PR2 — self-upgrade build pipeline (2026-05-22)

Motivation

PR1 added the read-only surface. PR2 lands the build half of the self-upgrade flow: an operator clicks "Upgrade", and the deployed app clones the requested git tag into the terminal sidecar and runs az acr build for each of elb-api, elb-frontend, elb-terminal. The ARM PATCH that swaps the Container App template to the new images remains deferred to PR3 — PR2 stops in state=succeeded after the last image is pushed, with no traffic impact. This means PR2 is safe to deploy even though the visible UI (PR4) isn't there yet: the routes just sit idle until something/someone POSTs /api/upgrade/start.

User-facing change

Backend-only. Once the operator sets both UPGRADE_GIT_REMOTE (from PR1) and PLATFORM_ACR_NAME, and lists their oid in UPGRADE_ADMIN_OIDS, two new mutating endpoints become available:

  • POST /api/upgrade/start — body {target_version, target_sha?, confirm_downtime: true}. Returns 202 Accepted with the queued state row.

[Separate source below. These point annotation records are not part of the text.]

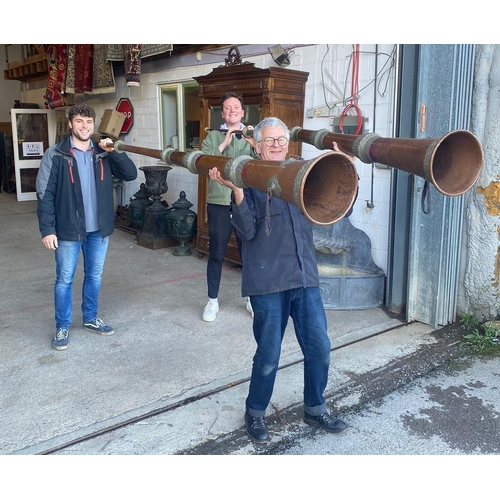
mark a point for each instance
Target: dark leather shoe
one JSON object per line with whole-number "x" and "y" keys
{"x": 325, "y": 422}
{"x": 256, "y": 428}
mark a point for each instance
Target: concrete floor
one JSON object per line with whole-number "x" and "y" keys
{"x": 162, "y": 355}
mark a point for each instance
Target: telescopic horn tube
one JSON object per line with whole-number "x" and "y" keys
{"x": 323, "y": 188}
{"x": 452, "y": 163}
{"x": 245, "y": 131}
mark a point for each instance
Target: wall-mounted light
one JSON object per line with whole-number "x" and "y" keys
{"x": 279, "y": 55}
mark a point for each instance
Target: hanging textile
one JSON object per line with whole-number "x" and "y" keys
{"x": 57, "y": 75}
{"x": 83, "y": 68}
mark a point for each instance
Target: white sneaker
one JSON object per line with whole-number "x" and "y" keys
{"x": 211, "y": 310}
{"x": 249, "y": 306}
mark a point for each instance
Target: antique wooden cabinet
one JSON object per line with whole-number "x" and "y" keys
{"x": 267, "y": 92}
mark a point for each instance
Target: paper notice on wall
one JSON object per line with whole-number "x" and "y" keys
{"x": 32, "y": 149}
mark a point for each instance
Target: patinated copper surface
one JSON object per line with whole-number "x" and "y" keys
{"x": 323, "y": 188}
{"x": 452, "y": 163}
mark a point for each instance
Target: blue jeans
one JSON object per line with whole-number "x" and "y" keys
{"x": 94, "y": 253}
{"x": 271, "y": 313}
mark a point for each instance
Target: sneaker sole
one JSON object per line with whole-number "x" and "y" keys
{"x": 60, "y": 347}
{"x": 315, "y": 424}
{"x": 104, "y": 334}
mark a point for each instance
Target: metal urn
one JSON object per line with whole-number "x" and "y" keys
{"x": 154, "y": 234}
{"x": 181, "y": 223}
{"x": 138, "y": 205}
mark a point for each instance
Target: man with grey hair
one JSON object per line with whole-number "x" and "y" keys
{"x": 280, "y": 276}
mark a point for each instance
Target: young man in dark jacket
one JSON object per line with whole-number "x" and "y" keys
{"x": 76, "y": 213}
{"x": 280, "y": 275}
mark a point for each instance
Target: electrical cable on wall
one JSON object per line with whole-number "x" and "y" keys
{"x": 353, "y": 106}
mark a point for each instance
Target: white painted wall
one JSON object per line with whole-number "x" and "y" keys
{"x": 376, "y": 95}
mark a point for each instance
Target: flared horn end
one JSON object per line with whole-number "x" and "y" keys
{"x": 455, "y": 163}
{"x": 329, "y": 188}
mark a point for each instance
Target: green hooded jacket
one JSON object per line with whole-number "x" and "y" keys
{"x": 217, "y": 194}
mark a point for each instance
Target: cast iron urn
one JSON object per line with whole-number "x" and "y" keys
{"x": 138, "y": 206}
{"x": 181, "y": 224}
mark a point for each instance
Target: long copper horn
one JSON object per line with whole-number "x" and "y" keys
{"x": 452, "y": 163}
{"x": 323, "y": 188}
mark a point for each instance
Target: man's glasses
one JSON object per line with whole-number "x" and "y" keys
{"x": 269, "y": 141}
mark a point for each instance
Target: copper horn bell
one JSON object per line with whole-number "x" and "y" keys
{"x": 452, "y": 163}
{"x": 323, "y": 188}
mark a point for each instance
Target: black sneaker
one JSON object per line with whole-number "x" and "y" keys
{"x": 325, "y": 422}
{"x": 256, "y": 428}
{"x": 60, "y": 340}
{"x": 97, "y": 325}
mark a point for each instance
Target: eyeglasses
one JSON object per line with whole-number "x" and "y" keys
{"x": 269, "y": 141}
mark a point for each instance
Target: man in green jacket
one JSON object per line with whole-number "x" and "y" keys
{"x": 219, "y": 197}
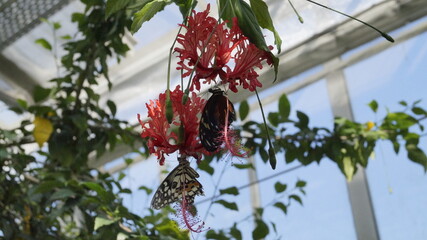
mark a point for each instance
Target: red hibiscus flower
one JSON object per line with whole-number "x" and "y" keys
{"x": 226, "y": 53}
{"x": 182, "y": 134}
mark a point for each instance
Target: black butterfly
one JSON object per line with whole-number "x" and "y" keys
{"x": 181, "y": 181}
{"x": 213, "y": 119}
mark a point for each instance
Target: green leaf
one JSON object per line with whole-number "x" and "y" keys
{"x": 121, "y": 176}
{"x": 260, "y": 9}
{"x": 373, "y": 105}
{"x": 40, "y": 93}
{"x": 44, "y": 43}
{"x": 56, "y": 25}
{"x": 185, "y": 6}
{"x": 147, "y": 12}
{"x": 112, "y": 107}
{"x": 128, "y": 161}
{"x": 211, "y": 234}
{"x": 22, "y": 103}
{"x": 273, "y": 118}
{"x": 248, "y": 24}
{"x": 303, "y": 120}
{"x": 231, "y": 190}
{"x": 114, "y": 6}
{"x": 272, "y": 156}
{"x": 66, "y": 37}
{"x": 102, "y": 193}
{"x": 100, "y": 222}
{"x": 300, "y": 184}
{"x": 244, "y": 166}
{"x": 263, "y": 153}
{"x": 279, "y": 187}
{"x": 282, "y": 207}
{"x": 62, "y": 194}
{"x": 416, "y": 155}
{"x": 47, "y": 186}
{"x": 403, "y": 103}
{"x": 419, "y": 111}
{"x": 243, "y": 110}
{"x": 261, "y": 230}
{"x": 229, "y": 205}
{"x": 284, "y": 107}
{"x": 235, "y": 233}
{"x": 205, "y": 166}
{"x": 348, "y": 168}
{"x": 296, "y": 198}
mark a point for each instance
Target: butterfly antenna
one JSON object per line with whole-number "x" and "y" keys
{"x": 301, "y": 20}
{"x": 383, "y": 34}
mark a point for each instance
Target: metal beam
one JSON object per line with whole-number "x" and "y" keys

Requires the UpgradeAdmin role gate. Refuses to start a second upgrade while one is in flight (409 Conflict). Refuses without confirm_downtime=true (422).
  • GET /api/upgrade/jobs/{job_id}/build-log/{component} — streams the per-component Append Blob captured during the build. component must be api, frontend, or terminal. Admin-gated.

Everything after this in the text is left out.